Who Reports to the Campaign Manager?
Depending on the scale of a campaign, dozens or even hundreds of people may be working beneath a campaign manager. These include:
- Communications director. Leads the communications team, and oversees all campaign interactions with media outlets and members of the press.
- Field director. Leads a campaign’s grassroots organization. At the start of a campaign, the field director designs a field plan, which lays out tasks to achieve goals for voter identification, persuasion, and turnout among target groups.
- Field organizer. Recruits, trains, and manages the volunteers in the grassroots effort to identify, persuade, and mobilize targeted voters. Field organizers also recruit other volunteers.
- Finance director. Responsible for creating and executing a campaign’s fundraising plan. The campaign’s fundraising goals are driven by the projected funds needed to carry out all aspects of a campaign’s operation, balanced against what’s possible to raise.
- Social media director. Plans and executes strategies and tactics for reaching target audiences over social media platforms.
- Speechwriter. Writes speeches for the candidate and perhaps also for representatives of the campaign.

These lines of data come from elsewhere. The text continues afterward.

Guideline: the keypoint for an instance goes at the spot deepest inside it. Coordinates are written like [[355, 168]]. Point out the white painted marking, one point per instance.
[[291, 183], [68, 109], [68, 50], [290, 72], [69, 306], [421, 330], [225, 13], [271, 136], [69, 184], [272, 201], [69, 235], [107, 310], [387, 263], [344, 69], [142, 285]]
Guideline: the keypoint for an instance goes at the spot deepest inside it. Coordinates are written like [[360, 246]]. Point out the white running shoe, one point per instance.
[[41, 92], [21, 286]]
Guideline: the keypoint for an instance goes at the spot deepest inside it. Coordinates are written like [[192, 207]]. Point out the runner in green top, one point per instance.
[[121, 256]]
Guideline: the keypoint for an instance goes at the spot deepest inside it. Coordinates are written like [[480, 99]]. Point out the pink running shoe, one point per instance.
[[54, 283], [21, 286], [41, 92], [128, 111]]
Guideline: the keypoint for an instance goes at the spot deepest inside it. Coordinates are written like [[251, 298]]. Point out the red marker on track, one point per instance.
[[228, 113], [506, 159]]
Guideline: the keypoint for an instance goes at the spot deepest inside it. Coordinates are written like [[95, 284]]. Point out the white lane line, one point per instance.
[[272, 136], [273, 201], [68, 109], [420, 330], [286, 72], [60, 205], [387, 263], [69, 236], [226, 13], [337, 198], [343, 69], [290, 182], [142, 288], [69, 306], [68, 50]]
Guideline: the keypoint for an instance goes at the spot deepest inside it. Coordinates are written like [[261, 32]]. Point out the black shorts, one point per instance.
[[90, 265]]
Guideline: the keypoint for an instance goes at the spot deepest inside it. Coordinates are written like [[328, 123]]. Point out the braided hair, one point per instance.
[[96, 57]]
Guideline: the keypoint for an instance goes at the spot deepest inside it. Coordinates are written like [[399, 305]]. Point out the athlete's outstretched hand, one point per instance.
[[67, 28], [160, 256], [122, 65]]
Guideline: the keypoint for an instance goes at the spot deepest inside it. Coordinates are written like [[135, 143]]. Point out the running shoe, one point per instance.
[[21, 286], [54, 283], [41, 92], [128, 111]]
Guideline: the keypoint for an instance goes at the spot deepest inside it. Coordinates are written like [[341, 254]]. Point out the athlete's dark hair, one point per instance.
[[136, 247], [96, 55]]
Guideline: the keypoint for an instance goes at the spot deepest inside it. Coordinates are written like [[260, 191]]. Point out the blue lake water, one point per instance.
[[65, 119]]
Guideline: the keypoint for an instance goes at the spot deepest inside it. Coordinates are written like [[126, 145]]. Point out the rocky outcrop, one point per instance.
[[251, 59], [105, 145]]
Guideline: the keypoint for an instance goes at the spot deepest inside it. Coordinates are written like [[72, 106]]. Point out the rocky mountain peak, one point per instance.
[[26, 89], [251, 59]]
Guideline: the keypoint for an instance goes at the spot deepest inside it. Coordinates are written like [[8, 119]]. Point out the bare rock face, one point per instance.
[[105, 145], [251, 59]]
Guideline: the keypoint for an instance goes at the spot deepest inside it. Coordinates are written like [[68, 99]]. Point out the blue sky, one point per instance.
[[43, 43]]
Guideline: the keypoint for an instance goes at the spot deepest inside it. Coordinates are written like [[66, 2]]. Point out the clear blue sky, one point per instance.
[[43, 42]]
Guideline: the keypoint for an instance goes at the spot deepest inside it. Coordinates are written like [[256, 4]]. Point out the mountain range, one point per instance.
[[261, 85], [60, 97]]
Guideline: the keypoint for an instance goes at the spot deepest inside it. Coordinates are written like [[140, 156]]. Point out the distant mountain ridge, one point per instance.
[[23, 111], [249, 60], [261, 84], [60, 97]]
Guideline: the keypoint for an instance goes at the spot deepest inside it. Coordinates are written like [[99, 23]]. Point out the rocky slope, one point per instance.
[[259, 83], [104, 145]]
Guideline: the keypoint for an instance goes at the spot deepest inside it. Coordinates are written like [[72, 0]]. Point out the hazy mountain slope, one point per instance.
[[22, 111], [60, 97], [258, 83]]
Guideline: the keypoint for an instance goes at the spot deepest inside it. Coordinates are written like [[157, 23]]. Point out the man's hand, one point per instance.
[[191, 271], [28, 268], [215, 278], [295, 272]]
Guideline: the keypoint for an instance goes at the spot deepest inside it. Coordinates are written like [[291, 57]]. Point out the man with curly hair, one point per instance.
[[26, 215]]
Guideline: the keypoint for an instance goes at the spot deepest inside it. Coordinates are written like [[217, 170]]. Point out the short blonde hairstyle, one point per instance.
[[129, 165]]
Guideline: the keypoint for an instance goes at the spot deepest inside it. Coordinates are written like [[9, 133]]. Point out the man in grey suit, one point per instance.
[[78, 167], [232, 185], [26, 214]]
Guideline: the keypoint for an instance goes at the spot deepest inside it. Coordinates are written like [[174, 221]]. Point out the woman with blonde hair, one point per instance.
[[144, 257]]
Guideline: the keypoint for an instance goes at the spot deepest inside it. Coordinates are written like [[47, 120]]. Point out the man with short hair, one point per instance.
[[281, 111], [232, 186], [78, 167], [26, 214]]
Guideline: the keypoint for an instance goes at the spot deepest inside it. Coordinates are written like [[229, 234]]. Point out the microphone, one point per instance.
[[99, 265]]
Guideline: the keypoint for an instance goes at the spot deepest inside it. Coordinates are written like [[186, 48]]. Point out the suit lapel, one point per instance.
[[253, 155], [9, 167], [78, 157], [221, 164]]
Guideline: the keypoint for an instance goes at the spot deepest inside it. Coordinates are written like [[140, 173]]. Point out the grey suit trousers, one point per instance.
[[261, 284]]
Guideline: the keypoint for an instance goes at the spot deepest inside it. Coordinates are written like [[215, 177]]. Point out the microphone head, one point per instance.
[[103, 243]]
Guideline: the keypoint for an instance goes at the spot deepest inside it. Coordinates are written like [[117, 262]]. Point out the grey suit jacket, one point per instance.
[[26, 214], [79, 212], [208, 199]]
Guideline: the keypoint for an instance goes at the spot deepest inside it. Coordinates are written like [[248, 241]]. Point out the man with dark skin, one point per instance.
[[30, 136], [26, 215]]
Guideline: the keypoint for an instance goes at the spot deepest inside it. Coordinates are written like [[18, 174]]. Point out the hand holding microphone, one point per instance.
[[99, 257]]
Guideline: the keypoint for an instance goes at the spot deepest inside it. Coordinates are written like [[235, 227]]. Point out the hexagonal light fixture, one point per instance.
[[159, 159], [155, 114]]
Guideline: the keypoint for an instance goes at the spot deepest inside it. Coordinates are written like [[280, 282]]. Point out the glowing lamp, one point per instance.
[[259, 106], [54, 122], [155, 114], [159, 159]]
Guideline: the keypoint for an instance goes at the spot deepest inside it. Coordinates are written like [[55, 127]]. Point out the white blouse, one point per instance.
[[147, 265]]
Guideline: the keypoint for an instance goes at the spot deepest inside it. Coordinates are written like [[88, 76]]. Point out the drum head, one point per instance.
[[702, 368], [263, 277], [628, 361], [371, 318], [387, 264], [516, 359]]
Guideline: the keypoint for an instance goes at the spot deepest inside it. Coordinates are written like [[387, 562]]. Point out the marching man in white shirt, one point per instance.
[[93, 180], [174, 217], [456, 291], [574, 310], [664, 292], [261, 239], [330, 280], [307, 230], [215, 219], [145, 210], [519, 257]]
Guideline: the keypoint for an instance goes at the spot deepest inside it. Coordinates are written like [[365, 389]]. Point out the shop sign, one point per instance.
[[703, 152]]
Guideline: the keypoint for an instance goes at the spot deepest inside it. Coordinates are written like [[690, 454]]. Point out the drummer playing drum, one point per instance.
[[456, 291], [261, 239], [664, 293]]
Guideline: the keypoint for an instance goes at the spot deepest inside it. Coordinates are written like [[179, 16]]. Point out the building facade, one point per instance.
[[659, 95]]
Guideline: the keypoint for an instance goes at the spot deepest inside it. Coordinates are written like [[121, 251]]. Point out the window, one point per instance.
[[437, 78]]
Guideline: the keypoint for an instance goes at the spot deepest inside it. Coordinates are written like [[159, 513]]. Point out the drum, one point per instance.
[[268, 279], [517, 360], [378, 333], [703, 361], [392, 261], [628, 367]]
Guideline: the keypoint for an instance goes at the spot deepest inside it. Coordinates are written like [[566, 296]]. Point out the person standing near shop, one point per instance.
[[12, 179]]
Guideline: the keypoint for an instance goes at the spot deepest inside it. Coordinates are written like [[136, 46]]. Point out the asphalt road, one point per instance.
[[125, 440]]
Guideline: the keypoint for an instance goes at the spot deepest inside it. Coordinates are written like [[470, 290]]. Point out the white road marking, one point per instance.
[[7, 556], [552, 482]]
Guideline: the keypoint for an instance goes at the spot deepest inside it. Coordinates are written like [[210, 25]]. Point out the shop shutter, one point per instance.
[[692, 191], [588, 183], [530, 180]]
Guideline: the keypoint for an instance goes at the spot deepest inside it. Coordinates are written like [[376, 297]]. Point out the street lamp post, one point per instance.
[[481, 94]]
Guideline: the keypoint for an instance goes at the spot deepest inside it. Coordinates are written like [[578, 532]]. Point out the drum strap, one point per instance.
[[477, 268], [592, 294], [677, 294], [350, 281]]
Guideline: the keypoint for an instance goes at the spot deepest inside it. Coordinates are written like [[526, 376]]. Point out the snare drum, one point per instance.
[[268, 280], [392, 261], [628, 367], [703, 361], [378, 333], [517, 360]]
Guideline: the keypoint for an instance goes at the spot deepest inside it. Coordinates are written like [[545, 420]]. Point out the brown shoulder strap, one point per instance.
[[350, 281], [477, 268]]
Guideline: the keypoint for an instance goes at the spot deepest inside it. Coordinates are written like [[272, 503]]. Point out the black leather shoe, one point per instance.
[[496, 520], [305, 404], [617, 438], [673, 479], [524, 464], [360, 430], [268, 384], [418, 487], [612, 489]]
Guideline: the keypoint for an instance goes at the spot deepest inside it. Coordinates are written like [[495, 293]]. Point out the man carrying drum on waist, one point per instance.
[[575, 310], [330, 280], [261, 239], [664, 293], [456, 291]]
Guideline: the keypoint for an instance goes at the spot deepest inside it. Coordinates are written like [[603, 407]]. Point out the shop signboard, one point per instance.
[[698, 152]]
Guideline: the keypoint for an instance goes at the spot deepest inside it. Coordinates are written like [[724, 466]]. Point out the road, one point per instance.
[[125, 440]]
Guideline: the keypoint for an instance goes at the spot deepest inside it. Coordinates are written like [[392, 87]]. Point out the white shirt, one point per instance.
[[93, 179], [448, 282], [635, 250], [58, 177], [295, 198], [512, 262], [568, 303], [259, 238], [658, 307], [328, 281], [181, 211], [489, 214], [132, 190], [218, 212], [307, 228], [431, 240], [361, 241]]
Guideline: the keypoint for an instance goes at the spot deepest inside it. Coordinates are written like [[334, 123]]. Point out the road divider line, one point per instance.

- Pollster. The pollster is responsible for conducting the campaign’s survey research and focus groups, analyzing the results, and interpreting their implications for campaign messaging and strategy.
- Treasurer/Controller. Campaign laws require a treasurer to sign the campaign finance reports, certifying their accuracy. In a smaller campaign, that function may be combined with the controller’s duties, which include paying bills, overseeing the deposit of contributions, managing the budget, and ensuring compliance with campaign finance laws, including the preparation of any campaign finance reports of donations and expenses.
- Policy advisor. Does research to help develop and shape the candidate’s public policy agenda.
- Scheduler. Manages the candidate’s calendar. All requests for the candidate’s time go through the scheduler, who works closely with the campaign manager and the candidate to prioritize.
Smaller campaigns will not be able to staff all these positions, either for lack of funds or for lack of workers with the necessary expertise. In such campaigns, some of these duties will fall to the manager, or perhaps even the candidate herself. But campaigns that succeed in the fundraising sector will be more likely to be able to hire these staff positions, which helps explain why campaigns put so much emphasis on raising money.